Speaker
Description
This paper addresses the challenge of mitigating the effects of radiation on the electronic systems of the Large Hadron Collider (LHC) by introducing BatMon, a battery-powered, MCU-based wireless radiation monitoring system. The paper proposes software mitigation schemes that can be used alongside an external watchdog to guarantee higher availability of the application without impacting the system performance. Tests conducted at the CHARM facility show that the proposed schemes enable BatMon to achieve 99.9996% availability in the harsh environment of the LHC. The manuscript highlights that the result obtained will also allow the system to be used for critical tasks.
Summary (500 words)
The LHC employs numerous electronic systems, including high-criticality and low-criticality applications, with the latter increasingly utilizing off-the-shelf Commercial Off-The-Shelf (COTS) MicroControllers Units (MCU) for cost, power, size, and flexibility advantages. In this complex environment, single-event effects (SEE) can have a strong impact on the reliability of these systems, requiring effective mitigation schemes to ensure high system availability during operation.

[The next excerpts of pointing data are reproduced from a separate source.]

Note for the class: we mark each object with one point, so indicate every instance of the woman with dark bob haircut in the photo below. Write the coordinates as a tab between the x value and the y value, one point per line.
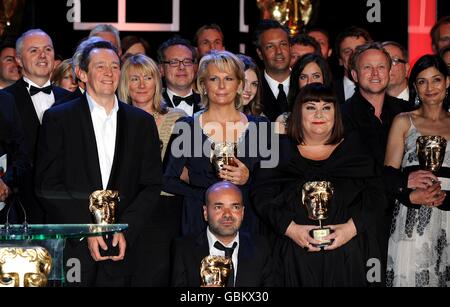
418	254
315	92
311	68
321	176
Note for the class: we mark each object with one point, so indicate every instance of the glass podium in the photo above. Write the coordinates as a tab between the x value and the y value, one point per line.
52	237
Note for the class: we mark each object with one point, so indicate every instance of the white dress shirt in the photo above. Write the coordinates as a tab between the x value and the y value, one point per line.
273	84
183	105
41	101
105	126
349	87
217	252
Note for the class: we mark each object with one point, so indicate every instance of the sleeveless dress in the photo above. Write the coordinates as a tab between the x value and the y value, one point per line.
419	250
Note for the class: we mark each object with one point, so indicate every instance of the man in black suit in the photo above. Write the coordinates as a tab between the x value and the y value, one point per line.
370	111
346	43
224	211
272	46
178	65
33	95
12	151
96	142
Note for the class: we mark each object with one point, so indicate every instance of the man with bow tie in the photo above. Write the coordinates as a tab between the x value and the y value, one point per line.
33	95
178	66
251	254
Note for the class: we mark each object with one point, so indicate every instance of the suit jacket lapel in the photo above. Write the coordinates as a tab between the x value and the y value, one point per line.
167	99
91	144
245	256
120	146
28	111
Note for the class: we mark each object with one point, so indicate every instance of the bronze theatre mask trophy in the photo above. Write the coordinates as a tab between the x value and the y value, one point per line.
316	197
431	152
103	206
223	154
24	266
215	271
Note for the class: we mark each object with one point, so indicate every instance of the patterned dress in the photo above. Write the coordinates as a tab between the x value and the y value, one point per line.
419	250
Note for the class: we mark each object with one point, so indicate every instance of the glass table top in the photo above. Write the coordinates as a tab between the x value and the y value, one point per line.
57	231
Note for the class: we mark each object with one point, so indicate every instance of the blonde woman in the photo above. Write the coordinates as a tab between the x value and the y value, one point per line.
220	82
140	85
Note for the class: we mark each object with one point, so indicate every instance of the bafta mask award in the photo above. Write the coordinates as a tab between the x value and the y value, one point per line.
431	152
24	266
215	271
102	204
294	14
316	197
223	154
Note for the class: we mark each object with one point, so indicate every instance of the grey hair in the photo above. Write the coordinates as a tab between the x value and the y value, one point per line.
106	28
77	55
19	42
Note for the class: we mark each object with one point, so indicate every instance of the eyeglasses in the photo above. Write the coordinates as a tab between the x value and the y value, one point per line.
398	61
176	63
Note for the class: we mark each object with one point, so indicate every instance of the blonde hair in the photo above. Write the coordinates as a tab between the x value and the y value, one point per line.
60	72
145	65
225	62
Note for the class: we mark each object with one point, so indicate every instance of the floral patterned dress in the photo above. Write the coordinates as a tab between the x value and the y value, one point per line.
419	250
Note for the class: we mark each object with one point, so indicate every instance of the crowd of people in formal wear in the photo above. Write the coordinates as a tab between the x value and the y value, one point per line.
112	118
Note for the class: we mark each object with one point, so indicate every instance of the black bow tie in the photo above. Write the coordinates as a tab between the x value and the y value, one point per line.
190	100
34	90
228	250
228	253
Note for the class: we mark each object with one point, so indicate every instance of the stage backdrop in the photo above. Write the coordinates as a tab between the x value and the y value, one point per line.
385	20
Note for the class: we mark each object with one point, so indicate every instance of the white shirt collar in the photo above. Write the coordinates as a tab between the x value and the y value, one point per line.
94	107
404	94
34	84
189	109
273	84
349	87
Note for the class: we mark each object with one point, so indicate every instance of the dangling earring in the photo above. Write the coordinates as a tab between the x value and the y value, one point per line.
417	100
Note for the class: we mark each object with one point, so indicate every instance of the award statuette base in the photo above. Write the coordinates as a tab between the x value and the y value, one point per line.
112	250
319	235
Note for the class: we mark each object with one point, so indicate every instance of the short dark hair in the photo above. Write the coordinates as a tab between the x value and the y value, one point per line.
444	50
425	62
363	48
265	25
254	107
315	92
434	33
211	26
350	32
85	58
300	66
5	45
176	40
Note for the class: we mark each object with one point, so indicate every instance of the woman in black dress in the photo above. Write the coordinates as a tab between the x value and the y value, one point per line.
220	82
316	150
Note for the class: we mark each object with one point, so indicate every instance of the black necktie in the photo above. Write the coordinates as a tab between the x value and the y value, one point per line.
34	90
190	100
228	253
282	99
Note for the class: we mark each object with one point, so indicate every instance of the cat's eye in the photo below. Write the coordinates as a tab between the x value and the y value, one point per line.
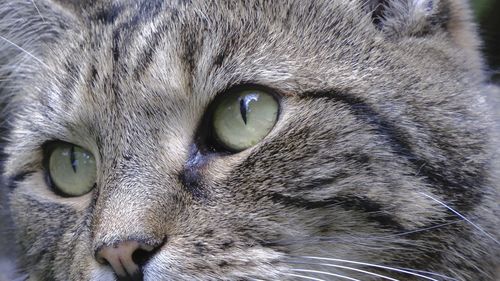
72	169
243	118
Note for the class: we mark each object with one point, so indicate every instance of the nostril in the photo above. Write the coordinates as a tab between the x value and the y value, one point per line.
127	257
141	257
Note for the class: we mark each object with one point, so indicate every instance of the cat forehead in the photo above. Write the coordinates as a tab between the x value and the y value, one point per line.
171	50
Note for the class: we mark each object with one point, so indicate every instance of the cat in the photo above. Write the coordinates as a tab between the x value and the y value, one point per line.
248	140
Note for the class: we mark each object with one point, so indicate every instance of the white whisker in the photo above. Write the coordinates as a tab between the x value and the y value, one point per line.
304	277
372	265
349	268
461	216
430	273
325	273
24	51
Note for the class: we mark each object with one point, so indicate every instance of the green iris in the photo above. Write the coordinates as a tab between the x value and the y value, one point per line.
72	169
243	119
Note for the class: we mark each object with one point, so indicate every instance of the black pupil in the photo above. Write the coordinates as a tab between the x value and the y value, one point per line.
72	158
243	109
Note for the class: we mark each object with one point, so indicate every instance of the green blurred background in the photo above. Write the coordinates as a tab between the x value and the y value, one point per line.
488	16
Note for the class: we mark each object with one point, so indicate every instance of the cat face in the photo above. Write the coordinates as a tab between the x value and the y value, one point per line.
375	120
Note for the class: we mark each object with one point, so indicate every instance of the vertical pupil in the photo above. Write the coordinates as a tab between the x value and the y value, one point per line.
245	103
243	109
72	158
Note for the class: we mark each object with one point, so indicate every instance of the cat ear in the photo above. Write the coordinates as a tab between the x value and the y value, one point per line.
418	18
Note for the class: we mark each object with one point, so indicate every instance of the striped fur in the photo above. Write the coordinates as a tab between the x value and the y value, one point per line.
383	117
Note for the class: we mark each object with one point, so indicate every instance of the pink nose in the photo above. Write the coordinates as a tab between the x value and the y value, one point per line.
125	257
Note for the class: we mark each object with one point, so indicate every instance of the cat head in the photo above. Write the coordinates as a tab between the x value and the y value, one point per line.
371	111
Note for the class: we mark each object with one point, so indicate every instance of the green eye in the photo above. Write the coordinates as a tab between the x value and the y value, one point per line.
243	119
72	169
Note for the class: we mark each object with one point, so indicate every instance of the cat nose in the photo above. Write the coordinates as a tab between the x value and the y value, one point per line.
126	258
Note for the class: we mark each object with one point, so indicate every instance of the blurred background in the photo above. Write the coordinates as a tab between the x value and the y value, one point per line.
487	13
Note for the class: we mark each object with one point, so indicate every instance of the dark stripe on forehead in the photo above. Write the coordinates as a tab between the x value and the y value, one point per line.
154	40
455	185
12	182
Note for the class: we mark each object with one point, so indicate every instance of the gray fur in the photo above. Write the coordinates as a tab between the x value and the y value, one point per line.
380	107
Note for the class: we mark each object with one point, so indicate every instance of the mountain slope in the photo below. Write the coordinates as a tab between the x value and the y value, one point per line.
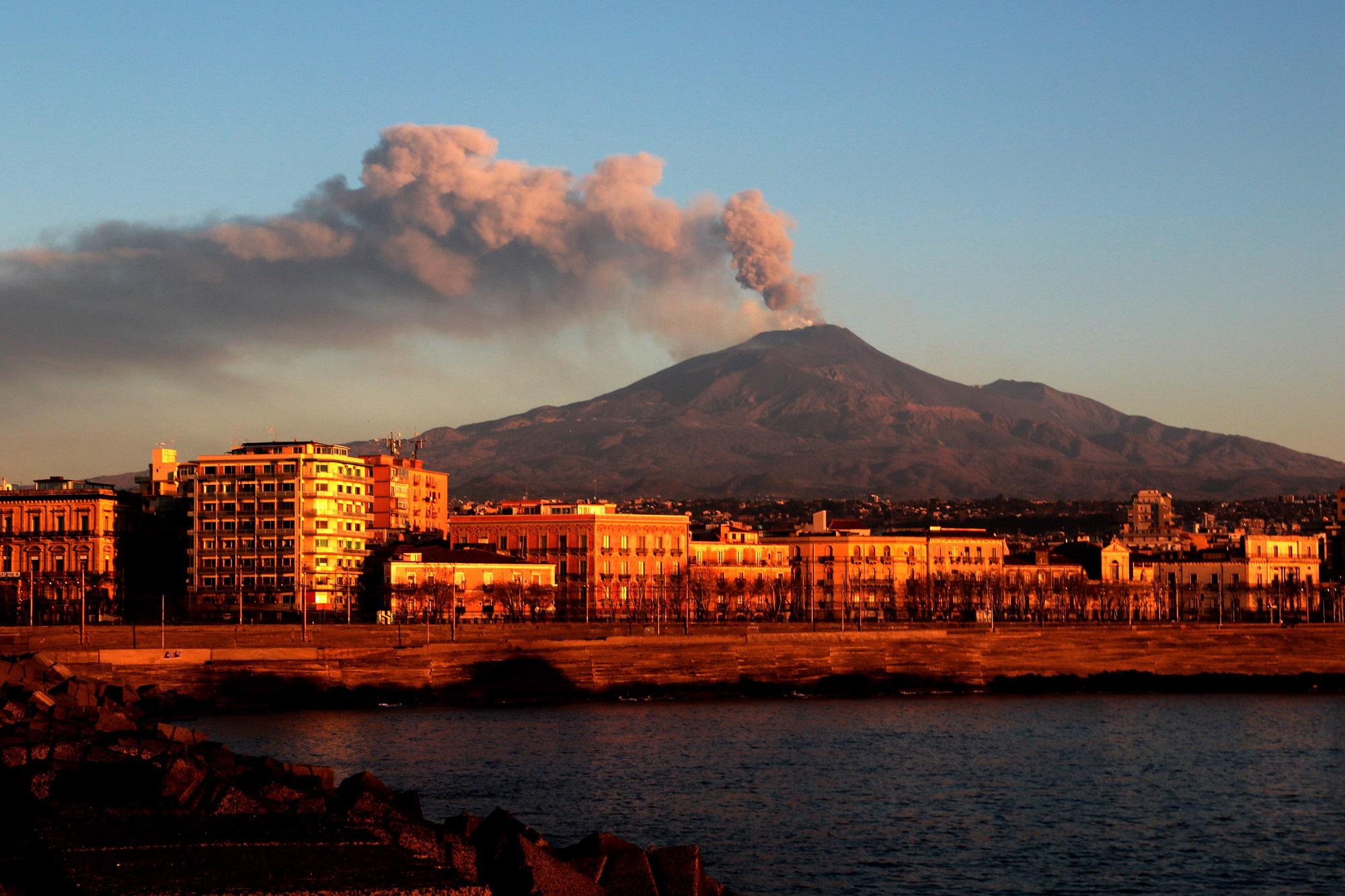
821	412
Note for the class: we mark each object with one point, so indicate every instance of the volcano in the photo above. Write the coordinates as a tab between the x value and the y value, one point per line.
820	412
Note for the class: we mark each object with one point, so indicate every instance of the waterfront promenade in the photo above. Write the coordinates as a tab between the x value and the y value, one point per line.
262	666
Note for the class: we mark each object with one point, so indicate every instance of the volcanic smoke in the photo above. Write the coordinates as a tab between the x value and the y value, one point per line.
439	233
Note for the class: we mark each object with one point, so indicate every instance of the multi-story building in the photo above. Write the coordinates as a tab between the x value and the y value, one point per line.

This paper introduces the BatMon, an MCU-based battery-powered wireless radiation monitoring system for the LHC. It is designed with qualified low-power COTS components, uses LoRa wireless transmission technology and can tolerate up to 275 Gy. It is modular allowing the platform to be application independent and be used for different purposes. It embeds an external watchdog as a hardware mitigation scheme to cover possible failures due to SEE. However, it alone cannot detect all possible SEFIs and consequently cannot always restore the system functionalities. An example is the case of the MCU stacked in a while loop due to a SEE: the MCU will continue to serve the external interrupt toggled by the external watchdog. As consequence, the failure will remain undetectable and the device not operational.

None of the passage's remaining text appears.